Logan sintió la garganta arder. El golpe era tan claro que no necesitaba más explicaciones.
—Esto siempre ha sido un juego de ajedrez y Catalina una pieza.
Jean no respondió. Solo guardó silencio, dándole espacio a Logan para procesar la herida recién abierta. Dejó el sobre sobre la mesa sin abrirlo. Había hablado con calma todo ese tiempo, pero en su mirada no había concesiones. Logan permanecía frente a él, todavía con la respiración cargada de rabia contenida.
—No me interesa tu opinión sobre Luca ni tus dudas sobre Catalina —dijo Logan al fin—. Lo que quiero es un acuerdo.
Jean alzó una ceja, expectante.
—Estoy dispuesto a financiar lo que necesites para moverte contra Luca. Hombres, armas, logística, contactos. Lo que haga falta. A cambio, me informas de todo lo que pase con Catalina. Si respira, lo sabré por ti. Si la mueve de Toscana, lo sabré por ti. Si Luca siquiera pronuncia su nombre en una cena, lo sabré por ti.
El silencio se prolongó unos segundos. Jean se inclinó apenas hacia atrás, como si evaluara la solidez de la propuesta.
—Eso no será un problema —respondió con voz neutra—. Luca es calculador. Catalina hoy le sirve, mañana será un estorbo. Cuando la Dómina deje de tener valor político, la apartará sin miramientos.
Los nudillos de Logan se crisparon, pero no retrocedió. Dio un paso hacia adelante y apoyó la mano sobre la mesa.
—Y cuando eso pase, yo estaré ahí.
Jean sostuvo su mirada sin pestañear.
—No confundas mi disposición con lealtad hacia ti. No me gusta Nigro, porque no es romano de cuna patricia. Y tampoco me gusta Luca, porque es un mercenario de poder disfrazado de noble. Si acepto tu dinero es porque sirve a mi causa: impedir que un Visconti se siente donde no le corresponde.
Logan no titubeó.
—Perfecto. Yo no busco tu lealtad. Busco resultados.
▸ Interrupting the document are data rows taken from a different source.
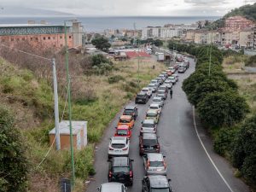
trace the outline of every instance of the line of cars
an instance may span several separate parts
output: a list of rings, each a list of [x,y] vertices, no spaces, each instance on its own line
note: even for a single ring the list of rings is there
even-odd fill
[[[171,67],[151,80],[148,87],[142,89],[135,99],[135,103],[146,104],[155,94],[145,119],[142,121],[139,133],[139,154],[143,156],[145,177],[142,180],[143,192],[172,192],[171,179],[166,177],[167,166],[165,156],[160,153],[157,125],[160,120],[168,90],[178,81],[176,74],[178,67]],[[110,138],[108,162],[108,183],[97,189],[101,192],[125,192],[126,186],[133,184],[133,160],[129,158],[130,139],[138,115],[136,105],[125,108],[114,136]]]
Jean abrió la palma sobre la mesa, clara invitación a cerrar el trato. Logan la cubrió con la suya. El apretón fue breve, seco, sin palabras.
***
La cena transcurría con un aire festivo. Los senadores reían, sus esposas comentaban sobre la decoración y el vino corría sin pausa. Catalina mantenía el control de la velada, servía los platos con elegancia, sonreía en el momento exacto y se encargaba de que todos se sintieran atendidos. Ella bebía únicamente agua, como siempre, aunque nadie parecía notarlo.